Hopefully, this gives you a good starting point or motivation to play with data frames. One thing I do miss about Spotify Wrapped, though, is the seamless way it fits into the Spotify app. It’s a fun surprise because you get so used to opening the app and just going to your main playlists, but then one day in early winter, this beautiful and smooth front-end experience and gives you a personalized recap of your year. This is something Apple Music still hasn’t figured out: The magic of Spotify Wrapped is how integrated it is into the regular listening experience.

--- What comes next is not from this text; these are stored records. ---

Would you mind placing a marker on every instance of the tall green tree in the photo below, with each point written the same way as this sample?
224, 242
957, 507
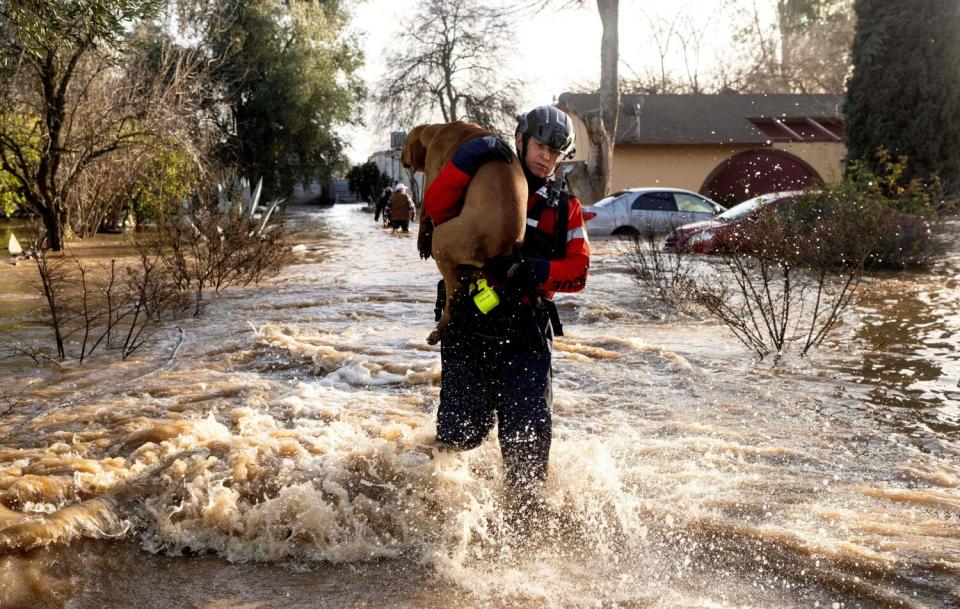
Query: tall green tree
367, 181
286, 81
46, 51
904, 94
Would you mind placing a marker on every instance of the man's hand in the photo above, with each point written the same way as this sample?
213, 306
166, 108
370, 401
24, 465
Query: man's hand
521, 272
425, 238
470, 156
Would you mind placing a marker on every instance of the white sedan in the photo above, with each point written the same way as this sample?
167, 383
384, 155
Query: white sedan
638, 211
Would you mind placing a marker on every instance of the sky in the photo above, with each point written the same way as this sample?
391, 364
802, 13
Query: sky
555, 51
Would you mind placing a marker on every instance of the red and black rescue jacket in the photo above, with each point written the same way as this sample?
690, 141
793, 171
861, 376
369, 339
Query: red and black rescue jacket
548, 235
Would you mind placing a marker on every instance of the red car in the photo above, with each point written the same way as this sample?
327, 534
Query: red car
715, 235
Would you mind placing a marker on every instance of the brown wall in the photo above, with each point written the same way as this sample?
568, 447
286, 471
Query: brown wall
668, 166
688, 166
826, 158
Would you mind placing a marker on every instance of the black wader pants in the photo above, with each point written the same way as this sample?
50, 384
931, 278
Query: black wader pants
496, 368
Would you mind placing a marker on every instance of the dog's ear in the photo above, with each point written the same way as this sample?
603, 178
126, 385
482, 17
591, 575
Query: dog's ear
414, 153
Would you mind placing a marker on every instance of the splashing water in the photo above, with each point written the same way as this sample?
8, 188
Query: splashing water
285, 454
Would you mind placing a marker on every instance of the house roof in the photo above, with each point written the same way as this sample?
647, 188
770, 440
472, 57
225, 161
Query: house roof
723, 118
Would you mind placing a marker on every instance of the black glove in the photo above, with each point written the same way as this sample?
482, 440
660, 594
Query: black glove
425, 238
471, 155
520, 272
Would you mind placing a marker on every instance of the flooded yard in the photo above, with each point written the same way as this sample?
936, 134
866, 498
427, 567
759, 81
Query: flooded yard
278, 451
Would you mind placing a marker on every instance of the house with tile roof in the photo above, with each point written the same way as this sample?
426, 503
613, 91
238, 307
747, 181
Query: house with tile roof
727, 146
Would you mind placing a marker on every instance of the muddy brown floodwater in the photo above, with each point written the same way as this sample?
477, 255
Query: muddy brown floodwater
277, 452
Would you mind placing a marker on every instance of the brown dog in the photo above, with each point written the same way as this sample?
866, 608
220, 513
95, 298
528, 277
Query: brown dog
493, 217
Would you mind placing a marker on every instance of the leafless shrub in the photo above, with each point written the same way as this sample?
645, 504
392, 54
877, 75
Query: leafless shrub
782, 281
206, 250
665, 273
123, 304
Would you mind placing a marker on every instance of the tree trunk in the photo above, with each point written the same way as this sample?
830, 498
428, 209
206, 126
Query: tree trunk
605, 129
54, 221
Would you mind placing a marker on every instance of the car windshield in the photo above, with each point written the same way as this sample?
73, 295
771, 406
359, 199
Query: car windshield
609, 199
744, 209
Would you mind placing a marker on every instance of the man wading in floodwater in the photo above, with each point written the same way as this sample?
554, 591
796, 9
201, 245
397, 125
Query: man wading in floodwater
496, 362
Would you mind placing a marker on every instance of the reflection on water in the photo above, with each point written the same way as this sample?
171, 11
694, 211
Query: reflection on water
278, 451
908, 339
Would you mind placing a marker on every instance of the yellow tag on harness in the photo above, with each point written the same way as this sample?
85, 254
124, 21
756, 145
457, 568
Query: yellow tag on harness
486, 297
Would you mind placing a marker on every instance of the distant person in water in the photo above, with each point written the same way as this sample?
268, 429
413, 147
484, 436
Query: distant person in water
382, 206
402, 210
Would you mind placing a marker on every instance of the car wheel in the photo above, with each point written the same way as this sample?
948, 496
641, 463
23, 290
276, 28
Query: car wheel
625, 231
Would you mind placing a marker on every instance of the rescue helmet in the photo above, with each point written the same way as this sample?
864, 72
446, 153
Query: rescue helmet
549, 126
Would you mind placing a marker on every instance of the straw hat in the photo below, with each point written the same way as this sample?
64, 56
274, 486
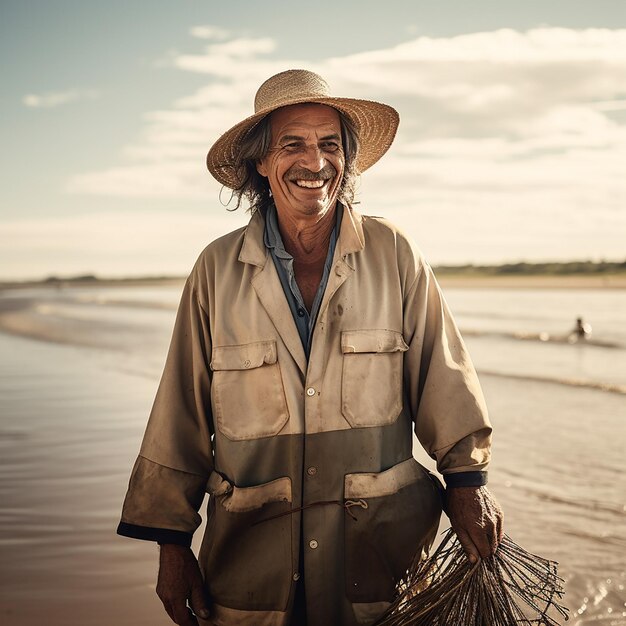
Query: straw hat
376, 123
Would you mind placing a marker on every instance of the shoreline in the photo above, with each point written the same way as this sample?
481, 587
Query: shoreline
446, 280
533, 281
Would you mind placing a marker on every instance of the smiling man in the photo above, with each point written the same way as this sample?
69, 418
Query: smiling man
308, 348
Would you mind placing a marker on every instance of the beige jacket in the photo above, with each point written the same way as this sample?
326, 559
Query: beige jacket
324, 448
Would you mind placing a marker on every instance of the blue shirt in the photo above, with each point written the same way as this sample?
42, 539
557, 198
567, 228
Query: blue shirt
305, 321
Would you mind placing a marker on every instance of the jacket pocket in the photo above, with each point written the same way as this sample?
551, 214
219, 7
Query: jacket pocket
397, 515
247, 388
371, 383
246, 554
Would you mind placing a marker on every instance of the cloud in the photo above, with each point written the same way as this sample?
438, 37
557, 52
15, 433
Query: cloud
209, 32
504, 136
142, 243
52, 99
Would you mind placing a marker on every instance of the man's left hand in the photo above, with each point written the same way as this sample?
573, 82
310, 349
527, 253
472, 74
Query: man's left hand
476, 519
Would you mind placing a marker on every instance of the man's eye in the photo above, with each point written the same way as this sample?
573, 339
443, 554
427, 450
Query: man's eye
293, 146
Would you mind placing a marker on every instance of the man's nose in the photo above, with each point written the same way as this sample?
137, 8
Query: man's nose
313, 159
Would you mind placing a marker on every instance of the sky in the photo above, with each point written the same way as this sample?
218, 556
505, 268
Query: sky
511, 146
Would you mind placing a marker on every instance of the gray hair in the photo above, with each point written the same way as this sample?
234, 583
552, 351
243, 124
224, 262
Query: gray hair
255, 145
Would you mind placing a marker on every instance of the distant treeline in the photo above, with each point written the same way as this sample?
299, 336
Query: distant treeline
528, 269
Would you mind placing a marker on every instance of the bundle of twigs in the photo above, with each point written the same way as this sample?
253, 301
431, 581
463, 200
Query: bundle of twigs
509, 588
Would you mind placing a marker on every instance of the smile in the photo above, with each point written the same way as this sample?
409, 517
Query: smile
310, 184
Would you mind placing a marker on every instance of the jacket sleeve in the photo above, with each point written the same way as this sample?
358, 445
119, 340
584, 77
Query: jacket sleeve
444, 394
169, 479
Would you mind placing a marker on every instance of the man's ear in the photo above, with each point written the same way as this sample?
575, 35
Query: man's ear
260, 168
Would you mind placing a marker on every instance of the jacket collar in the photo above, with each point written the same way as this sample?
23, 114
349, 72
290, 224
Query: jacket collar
351, 238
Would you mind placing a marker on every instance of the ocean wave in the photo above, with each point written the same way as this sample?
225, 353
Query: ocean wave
544, 337
570, 382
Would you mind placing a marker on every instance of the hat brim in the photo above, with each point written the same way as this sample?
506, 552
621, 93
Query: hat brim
377, 124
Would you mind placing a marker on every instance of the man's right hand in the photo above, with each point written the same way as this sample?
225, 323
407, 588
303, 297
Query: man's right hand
180, 582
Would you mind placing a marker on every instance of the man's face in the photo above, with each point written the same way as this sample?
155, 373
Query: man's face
305, 164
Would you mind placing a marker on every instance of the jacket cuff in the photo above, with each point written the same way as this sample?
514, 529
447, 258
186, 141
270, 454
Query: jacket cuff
466, 479
160, 535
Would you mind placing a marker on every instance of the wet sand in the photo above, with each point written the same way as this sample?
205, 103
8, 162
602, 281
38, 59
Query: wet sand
71, 419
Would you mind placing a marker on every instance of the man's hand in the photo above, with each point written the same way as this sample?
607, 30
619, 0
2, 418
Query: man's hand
476, 519
179, 582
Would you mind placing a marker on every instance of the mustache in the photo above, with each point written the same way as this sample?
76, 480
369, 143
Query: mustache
300, 173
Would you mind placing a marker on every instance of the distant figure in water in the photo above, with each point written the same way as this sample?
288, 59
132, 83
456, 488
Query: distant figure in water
580, 332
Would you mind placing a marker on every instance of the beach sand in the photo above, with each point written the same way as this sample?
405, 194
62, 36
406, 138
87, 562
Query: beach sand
72, 418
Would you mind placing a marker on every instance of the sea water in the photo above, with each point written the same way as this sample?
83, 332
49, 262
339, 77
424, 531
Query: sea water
78, 371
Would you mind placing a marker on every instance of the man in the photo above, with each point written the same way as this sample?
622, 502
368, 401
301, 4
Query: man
308, 347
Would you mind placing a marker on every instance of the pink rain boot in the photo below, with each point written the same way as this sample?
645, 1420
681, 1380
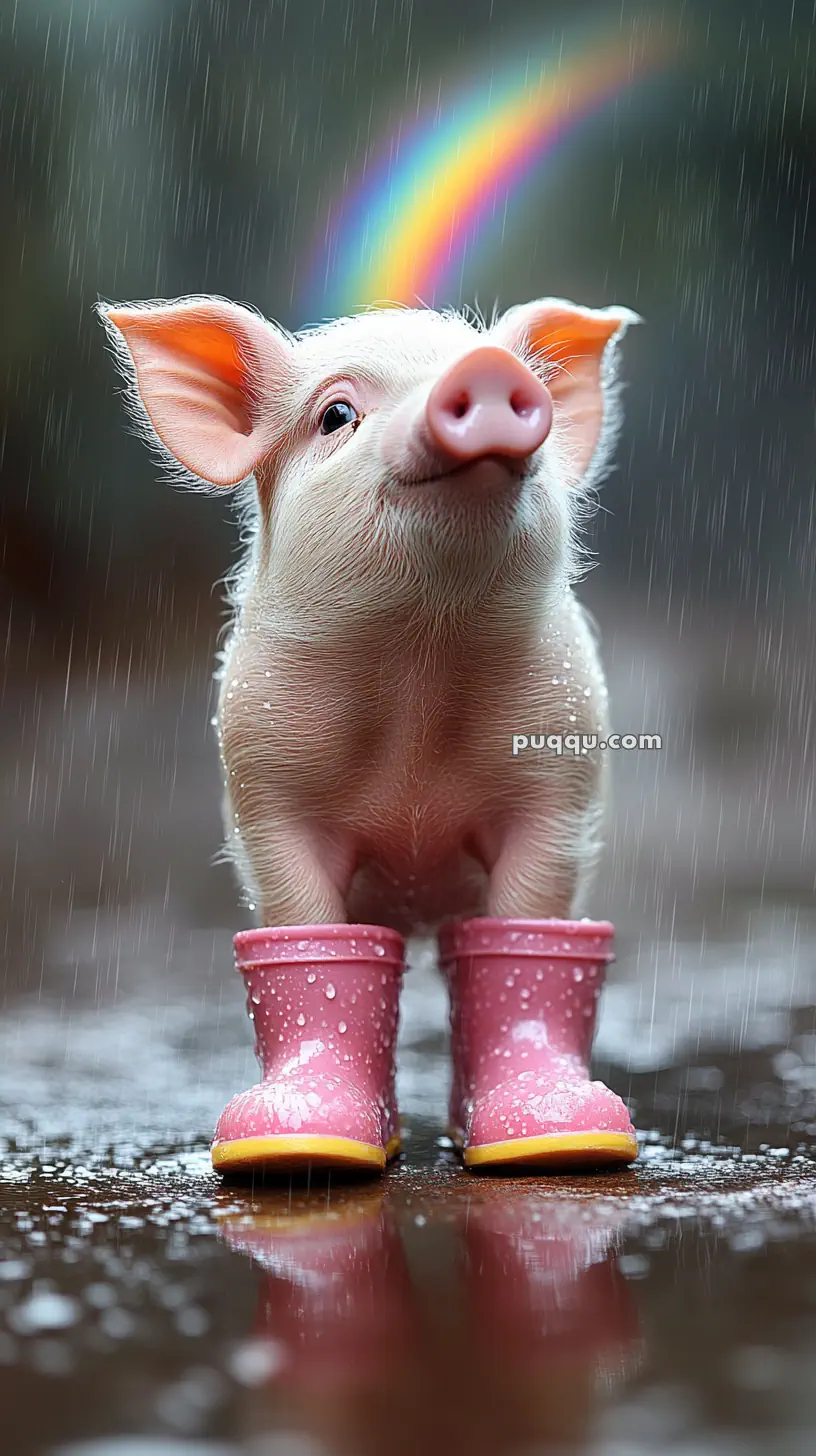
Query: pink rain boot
325, 1003
523, 999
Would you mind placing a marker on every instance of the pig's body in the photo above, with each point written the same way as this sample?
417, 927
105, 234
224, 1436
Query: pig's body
407, 604
372, 776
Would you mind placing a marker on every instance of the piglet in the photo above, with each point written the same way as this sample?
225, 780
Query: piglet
413, 487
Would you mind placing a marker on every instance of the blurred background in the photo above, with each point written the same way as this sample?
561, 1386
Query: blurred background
158, 147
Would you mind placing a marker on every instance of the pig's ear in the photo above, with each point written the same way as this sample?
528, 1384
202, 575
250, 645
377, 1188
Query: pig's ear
574, 348
200, 373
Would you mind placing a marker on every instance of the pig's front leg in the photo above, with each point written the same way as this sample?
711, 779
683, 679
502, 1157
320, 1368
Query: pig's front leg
545, 864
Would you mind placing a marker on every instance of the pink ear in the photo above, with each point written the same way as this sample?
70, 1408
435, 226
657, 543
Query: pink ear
201, 367
571, 344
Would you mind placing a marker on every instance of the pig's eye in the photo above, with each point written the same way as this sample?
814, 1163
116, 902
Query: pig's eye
337, 415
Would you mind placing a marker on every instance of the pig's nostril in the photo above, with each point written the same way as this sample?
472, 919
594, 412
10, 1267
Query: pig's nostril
522, 405
461, 405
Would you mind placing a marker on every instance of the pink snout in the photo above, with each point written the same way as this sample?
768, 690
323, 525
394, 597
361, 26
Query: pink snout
488, 404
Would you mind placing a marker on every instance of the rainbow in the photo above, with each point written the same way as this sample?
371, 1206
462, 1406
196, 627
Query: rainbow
395, 236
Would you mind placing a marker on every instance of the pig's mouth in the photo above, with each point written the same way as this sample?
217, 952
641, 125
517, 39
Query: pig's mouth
490, 471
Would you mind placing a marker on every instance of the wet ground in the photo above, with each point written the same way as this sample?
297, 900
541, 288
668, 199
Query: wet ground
147, 1308
144, 1306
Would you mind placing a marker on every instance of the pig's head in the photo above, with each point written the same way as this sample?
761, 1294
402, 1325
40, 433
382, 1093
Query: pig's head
394, 453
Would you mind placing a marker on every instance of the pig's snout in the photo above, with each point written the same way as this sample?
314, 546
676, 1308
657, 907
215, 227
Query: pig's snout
488, 404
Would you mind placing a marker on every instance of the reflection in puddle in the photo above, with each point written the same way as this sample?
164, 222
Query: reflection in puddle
506, 1319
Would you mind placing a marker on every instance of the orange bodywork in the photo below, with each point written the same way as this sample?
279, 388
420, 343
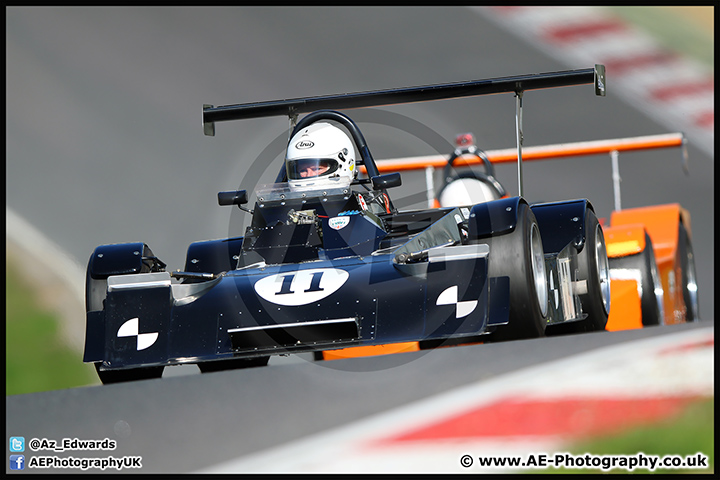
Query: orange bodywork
370, 351
624, 240
625, 307
662, 223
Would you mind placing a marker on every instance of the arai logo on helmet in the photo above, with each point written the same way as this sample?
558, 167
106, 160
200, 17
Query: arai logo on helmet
302, 144
337, 223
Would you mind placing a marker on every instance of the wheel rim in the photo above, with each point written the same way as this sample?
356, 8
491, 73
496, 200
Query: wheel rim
603, 268
538, 266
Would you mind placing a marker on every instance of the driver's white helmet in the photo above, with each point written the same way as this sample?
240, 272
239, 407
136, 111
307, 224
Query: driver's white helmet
320, 155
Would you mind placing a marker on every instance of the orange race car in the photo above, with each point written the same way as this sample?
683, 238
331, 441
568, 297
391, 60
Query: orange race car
651, 263
651, 268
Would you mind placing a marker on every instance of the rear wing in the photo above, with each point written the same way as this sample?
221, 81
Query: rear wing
379, 98
613, 147
376, 98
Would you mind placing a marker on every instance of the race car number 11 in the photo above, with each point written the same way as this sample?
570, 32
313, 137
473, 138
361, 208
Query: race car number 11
301, 287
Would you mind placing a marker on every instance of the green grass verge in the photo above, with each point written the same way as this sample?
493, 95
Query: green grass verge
36, 359
685, 435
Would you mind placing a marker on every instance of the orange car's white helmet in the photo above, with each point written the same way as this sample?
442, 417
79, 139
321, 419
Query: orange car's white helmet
320, 155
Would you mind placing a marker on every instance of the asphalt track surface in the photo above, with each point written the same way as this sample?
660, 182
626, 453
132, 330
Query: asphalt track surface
105, 145
190, 423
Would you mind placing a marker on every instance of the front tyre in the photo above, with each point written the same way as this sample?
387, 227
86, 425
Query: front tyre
643, 268
594, 268
687, 275
519, 255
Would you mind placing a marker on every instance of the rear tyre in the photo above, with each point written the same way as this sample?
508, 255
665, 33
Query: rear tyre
687, 276
642, 266
593, 267
130, 375
232, 364
520, 256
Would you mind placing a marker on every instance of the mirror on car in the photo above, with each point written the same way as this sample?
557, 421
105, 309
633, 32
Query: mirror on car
238, 198
388, 180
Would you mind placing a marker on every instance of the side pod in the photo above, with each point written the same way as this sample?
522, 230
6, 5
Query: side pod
496, 217
561, 223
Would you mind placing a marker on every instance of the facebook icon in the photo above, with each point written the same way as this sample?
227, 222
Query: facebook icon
17, 444
17, 462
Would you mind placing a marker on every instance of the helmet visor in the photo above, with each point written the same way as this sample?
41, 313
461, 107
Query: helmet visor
310, 168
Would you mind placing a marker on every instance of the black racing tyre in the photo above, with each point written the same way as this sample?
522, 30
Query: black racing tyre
643, 266
232, 364
687, 276
520, 256
594, 268
129, 375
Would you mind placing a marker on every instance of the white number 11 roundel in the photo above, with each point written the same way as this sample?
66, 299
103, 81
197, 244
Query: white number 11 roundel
301, 286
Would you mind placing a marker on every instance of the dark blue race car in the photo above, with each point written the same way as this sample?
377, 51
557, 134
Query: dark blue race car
328, 262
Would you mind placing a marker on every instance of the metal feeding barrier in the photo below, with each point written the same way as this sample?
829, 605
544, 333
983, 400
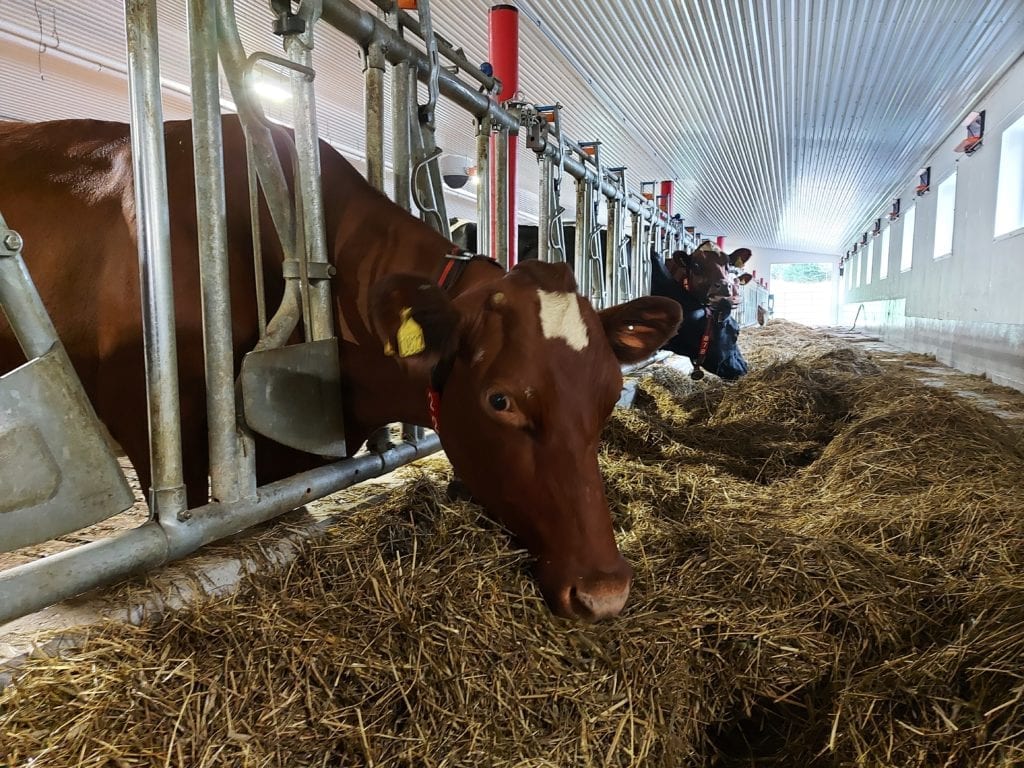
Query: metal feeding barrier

As users of software, even as non-programmers, we understand that each software has certain “boundaries” and things we can and can’t “do” with it. We understand Clippy can’t help us write an essay, or that we’ll get stopped by invisible walls if we try to go out of bounds in early 3D video games. Spotify Wrapped is magic because after using the Spotify app all year, we think we understand the limits of the application, only to realize in one concentrated experience that the app is much more capable than the monotonous way we get used to using it.
My other favorite example of software that does this perfectly is the original 2001 Animal Crossing. That game was released on the GameCube, before Nintendo games consoles and games were subject to the curse of digital downloads and wireless updates. That means all the “boundaries” of the game were defined when it shipped. A lot of the game is monotonous: shaking trees, fishing, and shopping. But a few times a year, a special event like a fishing tournament, fireworks, the appearance of a strange traveler or a grumpy mole rewards (or punishes) the player by challenging what they imagined the limits of the software to be.
However, don’t get the wrong idea about my takeaway for software. I am not advocating that developers spend oodles of time on niche, one-a-year features or queries. If you take that lesson away, you end up with Apple Music’s Wrapped rip-off. It’s not about the queries. It’s about giving users new freedom to create their own new experiences with the software and their data.